Friday, March 17, 2017

The Case Against Further Deregulation

As the two biggest radio companies wallow in red ink and financial difficulties, the powers that be are urging further deregulation to allow others to join them. That seems a foregone conclusion based on the comments of the new F.C.C. Chairman.

Why would he seriously consider this? He merely needs to look at the decade-long struggle of iHeart (formerly Clear Channel), which has realized they will never emerge from their staggering debts. Or look at Cumulus, which is about to be de-listed by NASDAQ, and whose stock price is about fifty cents a share now. That's the future of further deregulation in radio.

Entercom and CBS are about to merge to form another gigantic radio company. They will try to install the same efficencies, streamlining and synergy, and they will fail too. Why? Because the radio stations are not worth what they are paying, they are incurring huge amount to debt to buy them, and they are only going to be worth less and less--not more.

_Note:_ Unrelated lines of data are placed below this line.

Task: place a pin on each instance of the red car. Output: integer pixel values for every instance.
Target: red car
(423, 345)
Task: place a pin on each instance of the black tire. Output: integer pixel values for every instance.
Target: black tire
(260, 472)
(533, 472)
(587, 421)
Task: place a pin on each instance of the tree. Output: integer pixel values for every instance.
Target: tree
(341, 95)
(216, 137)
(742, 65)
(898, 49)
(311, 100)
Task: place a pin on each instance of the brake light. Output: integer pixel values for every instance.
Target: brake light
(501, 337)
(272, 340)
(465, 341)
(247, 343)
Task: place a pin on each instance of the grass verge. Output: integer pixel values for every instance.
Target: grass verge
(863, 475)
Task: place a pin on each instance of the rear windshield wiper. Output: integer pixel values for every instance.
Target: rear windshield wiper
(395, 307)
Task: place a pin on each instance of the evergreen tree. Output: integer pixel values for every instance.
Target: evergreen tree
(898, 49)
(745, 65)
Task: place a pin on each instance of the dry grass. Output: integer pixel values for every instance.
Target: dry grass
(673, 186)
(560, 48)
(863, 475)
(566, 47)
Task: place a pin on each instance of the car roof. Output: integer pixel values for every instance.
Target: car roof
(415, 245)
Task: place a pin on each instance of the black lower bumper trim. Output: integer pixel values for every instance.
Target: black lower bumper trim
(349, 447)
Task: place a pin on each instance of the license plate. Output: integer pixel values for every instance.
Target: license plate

I wrote a whole book about this. Check out my satirical novel "$everance", which is starting to read more and more like a textbook.

And yet, I read the radio trade magazines every day, and they are unanimous in their calls for further deregulation. The people running radio companies see a way of getting personally rich (that's what happened to the executives last time), and they don't really care if it brings down the industry they claim to love.